# Series dimensionality reduction for classification Input

I am looking to construct a predictive model where the outcome variable is binary and the input is time series. To make it more concrete, the model will predict if a customer churns (left the company; coded as 1 or 0) based on the amount they spent with the company in the prior 60 days. So, the data is one customer per row and the columns are an outcome factor (1 or 0) and 60 additional columns for the amount spent the in time t-1, t-2….t-60.

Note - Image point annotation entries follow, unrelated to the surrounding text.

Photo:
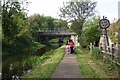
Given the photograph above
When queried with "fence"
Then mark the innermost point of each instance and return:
(111, 53)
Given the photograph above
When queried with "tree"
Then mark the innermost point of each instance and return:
(91, 32)
(77, 10)
(15, 31)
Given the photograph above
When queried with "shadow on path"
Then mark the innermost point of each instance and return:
(68, 68)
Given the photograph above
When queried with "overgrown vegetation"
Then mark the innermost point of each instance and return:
(16, 36)
(91, 32)
(96, 53)
(45, 70)
(93, 68)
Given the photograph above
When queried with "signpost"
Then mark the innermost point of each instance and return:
(104, 24)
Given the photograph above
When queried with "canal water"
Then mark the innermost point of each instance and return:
(13, 65)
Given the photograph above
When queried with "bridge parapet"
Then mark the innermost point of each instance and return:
(53, 30)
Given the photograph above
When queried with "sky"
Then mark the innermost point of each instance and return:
(108, 8)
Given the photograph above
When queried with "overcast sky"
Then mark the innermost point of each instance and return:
(108, 8)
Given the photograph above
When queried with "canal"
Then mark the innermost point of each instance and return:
(13, 65)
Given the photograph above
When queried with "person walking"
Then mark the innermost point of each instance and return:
(71, 46)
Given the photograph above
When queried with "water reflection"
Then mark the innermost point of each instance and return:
(12, 67)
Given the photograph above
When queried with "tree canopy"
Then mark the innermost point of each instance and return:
(76, 11)
(91, 32)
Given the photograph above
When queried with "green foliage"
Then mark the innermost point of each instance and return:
(76, 11)
(114, 27)
(15, 30)
(91, 32)
(96, 53)
(92, 68)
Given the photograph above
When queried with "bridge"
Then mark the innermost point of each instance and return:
(60, 33)
(55, 32)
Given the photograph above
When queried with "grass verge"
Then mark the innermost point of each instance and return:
(92, 68)
(46, 69)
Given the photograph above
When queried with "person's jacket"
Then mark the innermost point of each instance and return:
(71, 44)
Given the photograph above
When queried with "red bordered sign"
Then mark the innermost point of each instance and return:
(104, 23)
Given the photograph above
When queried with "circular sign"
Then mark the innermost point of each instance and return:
(104, 23)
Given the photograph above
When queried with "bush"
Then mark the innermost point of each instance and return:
(96, 53)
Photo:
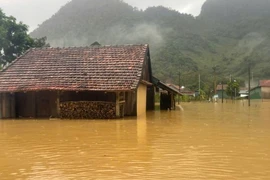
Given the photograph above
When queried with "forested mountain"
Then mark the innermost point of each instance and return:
(220, 40)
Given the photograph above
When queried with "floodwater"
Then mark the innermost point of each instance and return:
(204, 141)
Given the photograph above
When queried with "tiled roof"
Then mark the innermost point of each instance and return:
(264, 83)
(104, 68)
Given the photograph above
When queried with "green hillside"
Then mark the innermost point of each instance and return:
(219, 40)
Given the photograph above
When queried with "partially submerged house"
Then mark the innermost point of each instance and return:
(262, 91)
(221, 91)
(99, 82)
(167, 94)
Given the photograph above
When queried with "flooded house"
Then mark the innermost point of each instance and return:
(262, 91)
(100, 82)
(167, 94)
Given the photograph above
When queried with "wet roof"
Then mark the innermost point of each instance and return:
(99, 68)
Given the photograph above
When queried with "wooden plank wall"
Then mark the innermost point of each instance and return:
(131, 104)
(7, 102)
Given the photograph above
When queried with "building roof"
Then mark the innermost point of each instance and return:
(164, 86)
(219, 87)
(264, 83)
(100, 68)
(183, 90)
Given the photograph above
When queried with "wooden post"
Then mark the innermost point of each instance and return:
(58, 104)
(12, 106)
(117, 110)
(1, 109)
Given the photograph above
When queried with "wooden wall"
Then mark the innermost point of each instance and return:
(141, 99)
(40, 104)
(7, 105)
(130, 104)
(87, 96)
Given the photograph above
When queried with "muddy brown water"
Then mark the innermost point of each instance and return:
(204, 141)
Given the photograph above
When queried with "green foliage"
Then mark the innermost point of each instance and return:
(178, 42)
(233, 88)
(14, 40)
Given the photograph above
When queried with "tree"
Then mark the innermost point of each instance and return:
(233, 88)
(14, 40)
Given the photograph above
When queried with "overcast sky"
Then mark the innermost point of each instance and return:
(34, 12)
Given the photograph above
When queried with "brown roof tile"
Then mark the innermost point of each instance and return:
(264, 83)
(105, 68)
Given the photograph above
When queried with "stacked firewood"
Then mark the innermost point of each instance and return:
(87, 110)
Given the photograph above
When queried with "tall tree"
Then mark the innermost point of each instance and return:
(14, 40)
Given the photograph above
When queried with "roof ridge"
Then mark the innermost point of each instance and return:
(93, 47)
(18, 58)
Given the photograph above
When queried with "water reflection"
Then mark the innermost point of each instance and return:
(204, 141)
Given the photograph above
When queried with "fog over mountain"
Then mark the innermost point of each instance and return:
(34, 12)
(226, 35)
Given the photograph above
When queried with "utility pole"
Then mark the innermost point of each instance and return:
(179, 87)
(222, 91)
(199, 86)
(215, 79)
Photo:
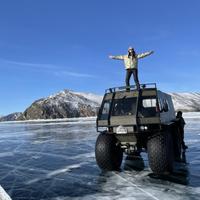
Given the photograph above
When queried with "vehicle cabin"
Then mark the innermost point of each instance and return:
(134, 108)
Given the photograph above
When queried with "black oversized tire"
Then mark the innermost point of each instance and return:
(160, 152)
(177, 143)
(108, 154)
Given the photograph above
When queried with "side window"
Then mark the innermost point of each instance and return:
(105, 110)
(148, 107)
(163, 105)
(149, 103)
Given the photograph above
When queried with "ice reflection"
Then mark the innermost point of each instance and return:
(56, 161)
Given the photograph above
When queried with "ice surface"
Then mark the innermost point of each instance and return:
(55, 160)
(3, 194)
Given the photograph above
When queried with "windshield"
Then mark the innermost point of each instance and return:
(147, 107)
(125, 106)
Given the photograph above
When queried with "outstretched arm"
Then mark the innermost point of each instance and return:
(117, 57)
(142, 55)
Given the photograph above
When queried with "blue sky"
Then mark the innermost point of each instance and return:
(50, 45)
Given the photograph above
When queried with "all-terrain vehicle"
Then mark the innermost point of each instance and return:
(136, 121)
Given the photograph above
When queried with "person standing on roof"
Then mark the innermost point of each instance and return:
(131, 65)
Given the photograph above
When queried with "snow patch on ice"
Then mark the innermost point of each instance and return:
(6, 154)
(4, 195)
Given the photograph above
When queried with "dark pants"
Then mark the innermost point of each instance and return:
(135, 76)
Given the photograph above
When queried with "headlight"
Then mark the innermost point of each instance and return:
(121, 130)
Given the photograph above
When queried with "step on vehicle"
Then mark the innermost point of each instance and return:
(133, 121)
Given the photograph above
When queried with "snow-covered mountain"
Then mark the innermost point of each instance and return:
(186, 101)
(10, 117)
(64, 104)
(67, 104)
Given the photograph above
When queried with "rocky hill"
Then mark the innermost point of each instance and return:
(65, 104)
(11, 117)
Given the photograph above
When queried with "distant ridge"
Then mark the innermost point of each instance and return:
(68, 104)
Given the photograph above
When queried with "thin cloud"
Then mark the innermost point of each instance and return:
(74, 74)
(53, 69)
(27, 64)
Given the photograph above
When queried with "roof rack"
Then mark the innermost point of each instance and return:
(132, 87)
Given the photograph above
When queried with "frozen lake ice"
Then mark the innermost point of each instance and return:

Here is some example data:

#create the data a series of length 60 and a class ID

#binary class lable
classId <- as.factor(c(rep(0,300), rep(1,300)))
newSc <- data.frame(cbind(classId, sc))
newSc\$ID<-seq(1,600,1)


The actual model may have many of these series for each customer, so I need to reduce the dimensionality of the data for the series, e.g. instead of using 60 values, I need to reduce this down to a handful. Of course, I can use the mean, min, max etc of the series but I have been reading about using Discrete Fourier Transform.

Questions:

1. Is the DFFT in R a proper method to use for my purpose? Any information on how it works would be appreciated.

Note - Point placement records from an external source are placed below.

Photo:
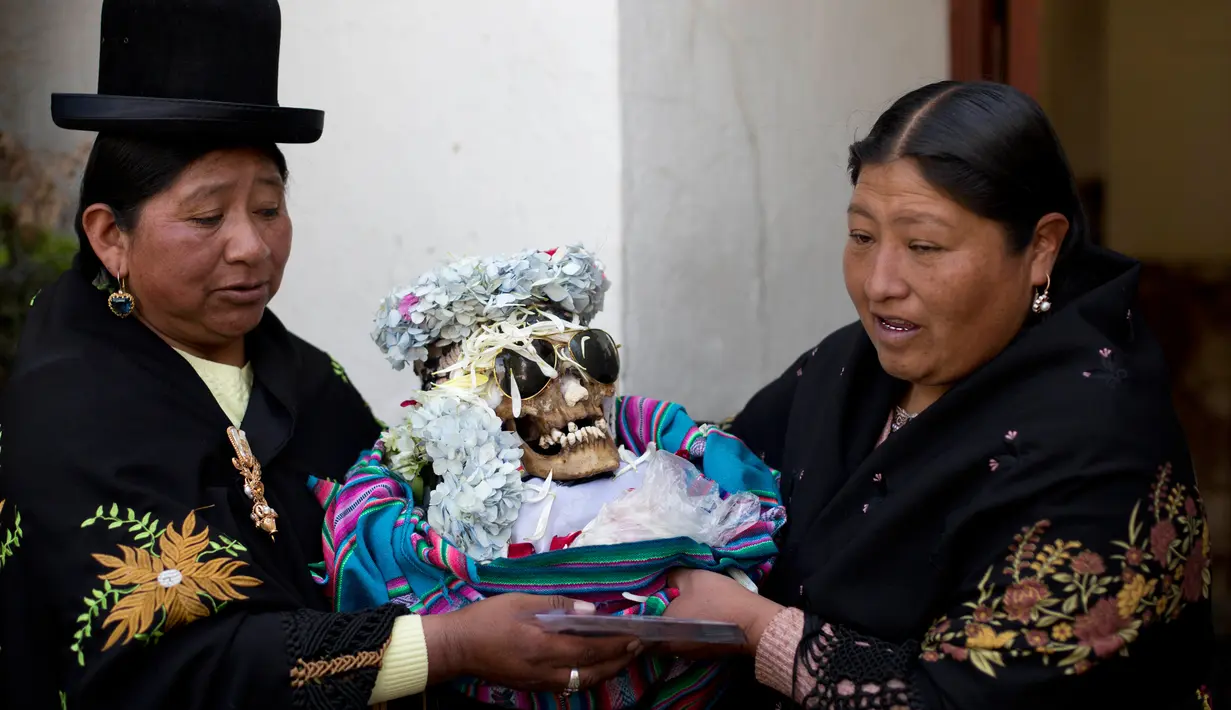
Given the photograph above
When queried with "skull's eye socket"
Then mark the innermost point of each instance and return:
(527, 373)
(595, 351)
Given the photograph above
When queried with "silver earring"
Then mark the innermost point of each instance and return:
(1042, 302)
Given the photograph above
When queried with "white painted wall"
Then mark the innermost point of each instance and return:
(461, 127)
(699, 145)
(452, 128)
(737, 115)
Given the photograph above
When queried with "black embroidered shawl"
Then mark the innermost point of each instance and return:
(1034, 539)
(133, 576)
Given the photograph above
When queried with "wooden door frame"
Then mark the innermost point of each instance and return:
(997, 41)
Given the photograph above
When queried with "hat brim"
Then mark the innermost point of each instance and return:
(186, 118)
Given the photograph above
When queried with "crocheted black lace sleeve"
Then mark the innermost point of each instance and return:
(335, 657)
(837, 668)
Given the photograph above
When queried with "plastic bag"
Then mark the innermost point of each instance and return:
(673, 501)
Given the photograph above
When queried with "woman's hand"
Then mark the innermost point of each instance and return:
(714, 597)
(499, 641)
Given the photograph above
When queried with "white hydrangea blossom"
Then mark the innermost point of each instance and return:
(478, 464)
(447, 304)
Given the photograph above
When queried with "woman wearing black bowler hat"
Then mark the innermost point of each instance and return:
(160, 423)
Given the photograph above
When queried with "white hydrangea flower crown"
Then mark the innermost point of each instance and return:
(447, 304)
(484, 305)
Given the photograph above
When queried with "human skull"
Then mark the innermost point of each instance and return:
(565, 431)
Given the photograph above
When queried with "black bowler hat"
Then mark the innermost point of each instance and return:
(190, 69)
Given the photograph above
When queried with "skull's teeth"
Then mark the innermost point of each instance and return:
(575, 434)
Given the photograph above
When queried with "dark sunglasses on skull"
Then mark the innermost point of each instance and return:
(591, 352)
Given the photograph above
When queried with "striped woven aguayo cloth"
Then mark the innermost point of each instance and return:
(379, 548)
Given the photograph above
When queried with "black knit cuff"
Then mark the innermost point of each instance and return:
(335, 657)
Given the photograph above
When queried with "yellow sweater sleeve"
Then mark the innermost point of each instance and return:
(404, 671)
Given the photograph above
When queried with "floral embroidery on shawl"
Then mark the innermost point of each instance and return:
(11, 534)
(1060, 599)
(11, 537)
(145, 592)
(1107, 370)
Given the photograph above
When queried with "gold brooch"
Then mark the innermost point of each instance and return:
(264, 517)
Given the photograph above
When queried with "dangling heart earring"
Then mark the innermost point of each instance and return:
(1042, 302)
(122, 303)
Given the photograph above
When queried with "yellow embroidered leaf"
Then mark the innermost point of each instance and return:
(218, 578)
(131, 615)
(182, 607)
(181, 549)
(980, 636)
(137, 567)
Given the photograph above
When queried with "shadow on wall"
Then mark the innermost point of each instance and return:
(35, 244)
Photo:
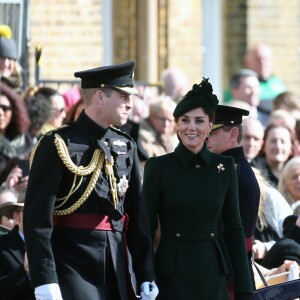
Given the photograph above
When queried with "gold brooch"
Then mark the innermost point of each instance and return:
(220, 167)
(122, 186)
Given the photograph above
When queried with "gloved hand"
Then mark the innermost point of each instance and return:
(243, 296)
(49, 291)
(149, 291)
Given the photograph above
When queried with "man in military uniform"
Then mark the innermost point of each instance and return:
(85, 223)
(225, 138)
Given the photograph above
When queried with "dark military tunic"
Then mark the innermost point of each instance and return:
(190, 193)
(14, 282)
(86, 262)
(249, 192)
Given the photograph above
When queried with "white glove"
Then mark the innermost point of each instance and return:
(49, 291)
(149, 291)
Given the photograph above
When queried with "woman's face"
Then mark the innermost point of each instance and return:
(293, 182)
(5, 113)
(59, 114)
(193, 127)
(278, 146)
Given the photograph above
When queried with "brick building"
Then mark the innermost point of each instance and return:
(202, 37)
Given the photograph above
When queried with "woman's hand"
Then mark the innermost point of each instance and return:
(259, 250)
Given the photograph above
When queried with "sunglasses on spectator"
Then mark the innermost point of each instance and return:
(60, 110)
(5, 108)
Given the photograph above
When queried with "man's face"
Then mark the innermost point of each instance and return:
(248, 91)
(117, 108)
(5, 113)
(218, 141)
(252, 139)
(7, 67)
(278, 145)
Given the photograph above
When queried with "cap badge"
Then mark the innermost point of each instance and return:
(122, 186)
(119, 143)
(220, 167)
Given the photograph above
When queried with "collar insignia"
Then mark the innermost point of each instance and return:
(122, 186)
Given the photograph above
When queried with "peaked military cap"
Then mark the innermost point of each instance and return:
(201, 95)
(118, 77)
(228, 115)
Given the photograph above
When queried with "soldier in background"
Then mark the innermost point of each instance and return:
(86, 230)
(225, 138)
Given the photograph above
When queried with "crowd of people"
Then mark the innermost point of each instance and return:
(135, 191)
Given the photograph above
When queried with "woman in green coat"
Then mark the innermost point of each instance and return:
(191, 193)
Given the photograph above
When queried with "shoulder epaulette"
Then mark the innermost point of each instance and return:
(121, 132)
(59, 129)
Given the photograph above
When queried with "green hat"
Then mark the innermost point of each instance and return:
(200, 96)
(118, 77)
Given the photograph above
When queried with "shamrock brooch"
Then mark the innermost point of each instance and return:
(220, 168)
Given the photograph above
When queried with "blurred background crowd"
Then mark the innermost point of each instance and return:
(271, 132)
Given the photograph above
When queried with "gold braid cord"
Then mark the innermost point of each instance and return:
(94, 167)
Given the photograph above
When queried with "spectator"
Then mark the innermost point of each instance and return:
(39, 110)
(10, 70)
(189, 191)
(57, 102)
(277, 149)
(286, 248)
(175, 83)
(74, 111)
(253, 137)
(288, 101)
(244, 86)
(14, 124)
(273, 209)
(289, 181)
(14, 271)
(156, 133)
(7, 195)
(260, 59)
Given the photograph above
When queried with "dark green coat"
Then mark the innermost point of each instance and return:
(190, 193)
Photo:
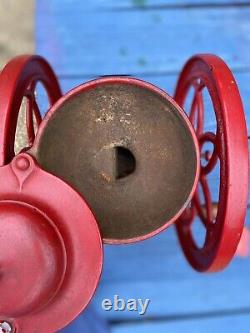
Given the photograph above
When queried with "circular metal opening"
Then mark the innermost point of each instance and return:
(128, 149)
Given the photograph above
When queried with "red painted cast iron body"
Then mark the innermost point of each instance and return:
(51, 247)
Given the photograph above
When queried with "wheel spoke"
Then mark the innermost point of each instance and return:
(204, 211)
(197, 110)
(211, 157)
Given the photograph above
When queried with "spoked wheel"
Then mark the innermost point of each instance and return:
(223, 227)
(18, 80)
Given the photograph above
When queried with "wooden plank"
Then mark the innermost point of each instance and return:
(133, 4)
(145, 4)
(239, 323)
(89, 43)
(157, 270)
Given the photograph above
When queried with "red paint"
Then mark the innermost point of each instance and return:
(51, 250)
(231, 147)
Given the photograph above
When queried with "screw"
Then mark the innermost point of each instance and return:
(5, 327)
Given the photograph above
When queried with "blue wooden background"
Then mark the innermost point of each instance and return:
(151, 39)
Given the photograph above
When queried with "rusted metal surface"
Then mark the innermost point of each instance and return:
(128, 149)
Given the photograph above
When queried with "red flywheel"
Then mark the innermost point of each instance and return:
(230, 153)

2. Assuming this R function is correct, how do you extract just the most meaningful coefficients to achieve dimensionality reduction?

There seems to be a consensus that using DFFT for dimension reduction is not a wise choice, but it seems that in data mining, this function, DWT and SVD are all commonly used:
Time Series Mining starting on page 20.

I’m not sure that I’d classify a Fourier transform as a dimensionality reduction technique per se, though you can certainly use it that way.

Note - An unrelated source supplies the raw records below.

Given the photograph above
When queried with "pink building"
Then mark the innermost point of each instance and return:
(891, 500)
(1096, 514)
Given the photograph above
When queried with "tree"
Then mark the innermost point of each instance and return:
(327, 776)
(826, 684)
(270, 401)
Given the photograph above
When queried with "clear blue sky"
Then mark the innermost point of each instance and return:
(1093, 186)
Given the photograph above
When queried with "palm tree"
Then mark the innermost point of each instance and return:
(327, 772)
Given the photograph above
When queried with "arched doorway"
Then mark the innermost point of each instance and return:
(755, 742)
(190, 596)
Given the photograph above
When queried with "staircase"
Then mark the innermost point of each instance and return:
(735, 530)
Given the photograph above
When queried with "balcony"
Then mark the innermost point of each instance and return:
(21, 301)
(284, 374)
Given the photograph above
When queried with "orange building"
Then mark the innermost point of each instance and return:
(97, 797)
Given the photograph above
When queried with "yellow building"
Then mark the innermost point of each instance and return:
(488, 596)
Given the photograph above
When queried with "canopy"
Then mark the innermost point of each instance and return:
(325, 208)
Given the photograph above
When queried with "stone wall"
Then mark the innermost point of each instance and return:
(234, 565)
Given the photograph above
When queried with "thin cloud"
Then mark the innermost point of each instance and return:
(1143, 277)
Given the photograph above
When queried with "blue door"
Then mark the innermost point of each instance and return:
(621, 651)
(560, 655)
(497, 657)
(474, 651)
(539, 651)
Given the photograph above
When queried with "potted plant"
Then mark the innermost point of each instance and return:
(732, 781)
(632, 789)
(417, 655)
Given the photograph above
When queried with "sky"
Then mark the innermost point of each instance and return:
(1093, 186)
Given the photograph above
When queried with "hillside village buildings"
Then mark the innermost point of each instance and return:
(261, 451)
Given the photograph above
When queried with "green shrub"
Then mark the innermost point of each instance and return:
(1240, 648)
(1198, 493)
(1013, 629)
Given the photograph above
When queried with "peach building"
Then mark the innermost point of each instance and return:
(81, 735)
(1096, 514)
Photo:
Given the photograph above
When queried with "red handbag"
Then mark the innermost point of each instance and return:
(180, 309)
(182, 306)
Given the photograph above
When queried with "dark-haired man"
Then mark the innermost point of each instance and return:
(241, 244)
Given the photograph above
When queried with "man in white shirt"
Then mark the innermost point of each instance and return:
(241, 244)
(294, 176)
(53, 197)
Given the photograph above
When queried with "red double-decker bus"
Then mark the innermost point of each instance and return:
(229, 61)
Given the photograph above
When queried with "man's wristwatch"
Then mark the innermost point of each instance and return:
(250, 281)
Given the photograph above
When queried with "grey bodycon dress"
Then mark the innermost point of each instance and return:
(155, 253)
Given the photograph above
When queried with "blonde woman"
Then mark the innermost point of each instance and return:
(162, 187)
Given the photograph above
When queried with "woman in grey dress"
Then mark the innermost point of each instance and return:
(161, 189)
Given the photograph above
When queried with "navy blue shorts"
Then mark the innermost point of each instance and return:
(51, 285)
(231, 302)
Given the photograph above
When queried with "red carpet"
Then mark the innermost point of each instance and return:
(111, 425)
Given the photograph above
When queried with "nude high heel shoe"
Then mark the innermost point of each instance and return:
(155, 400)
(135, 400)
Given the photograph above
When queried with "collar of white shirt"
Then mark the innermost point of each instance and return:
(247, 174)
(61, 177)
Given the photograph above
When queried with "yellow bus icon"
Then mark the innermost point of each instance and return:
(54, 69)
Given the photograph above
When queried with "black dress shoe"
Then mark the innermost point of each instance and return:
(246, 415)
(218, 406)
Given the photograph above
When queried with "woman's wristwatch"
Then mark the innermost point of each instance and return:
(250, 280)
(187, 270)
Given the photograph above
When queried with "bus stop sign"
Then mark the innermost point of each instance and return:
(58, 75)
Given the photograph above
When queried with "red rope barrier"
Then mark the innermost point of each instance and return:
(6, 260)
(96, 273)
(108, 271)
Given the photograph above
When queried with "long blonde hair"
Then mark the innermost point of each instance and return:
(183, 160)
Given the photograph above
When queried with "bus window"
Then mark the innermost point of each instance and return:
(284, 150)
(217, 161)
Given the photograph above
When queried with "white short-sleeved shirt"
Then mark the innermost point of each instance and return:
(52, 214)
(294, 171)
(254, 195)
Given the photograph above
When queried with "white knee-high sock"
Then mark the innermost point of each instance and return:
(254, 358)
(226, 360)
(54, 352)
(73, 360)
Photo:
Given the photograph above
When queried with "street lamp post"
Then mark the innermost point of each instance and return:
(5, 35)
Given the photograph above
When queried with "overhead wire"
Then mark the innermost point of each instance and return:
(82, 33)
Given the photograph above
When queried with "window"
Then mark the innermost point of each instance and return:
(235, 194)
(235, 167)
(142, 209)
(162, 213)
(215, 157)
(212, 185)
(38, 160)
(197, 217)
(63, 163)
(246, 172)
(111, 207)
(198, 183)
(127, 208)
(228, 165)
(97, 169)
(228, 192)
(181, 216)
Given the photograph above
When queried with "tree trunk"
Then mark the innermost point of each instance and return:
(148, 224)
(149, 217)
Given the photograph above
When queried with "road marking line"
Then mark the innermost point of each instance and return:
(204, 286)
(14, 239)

As you probably know, a Fourier transform converts a time-domain function $f(t)$ into a frequency-domain representation $F(\omega)$. In the original function, the $t$ usually denotes time: for example, f(1) might denote someone’s account balance on the first day, or the volume of the first sample of a song’s recording, while f(2) indicates the following day’s balance/sample value). However, the argument $\omega$ in $F(\omega$) usually denotes frequency: F(10) indicates the extent to which the signal fluctuates at 10 cycles/second (or whatever your temporal units are), while F(20) indicates the extent to which it fluctuates twice as fast. The Fourier transform “works” by reconstructing your original signal as a weighted sum of sinusoids (you actually get “weight”, usually called amplitude, and a “shift”, typically called the phase, values for each frequency component). The wikipedia article is a bit complex, but there are a bunch of decent tutorials floating around the web.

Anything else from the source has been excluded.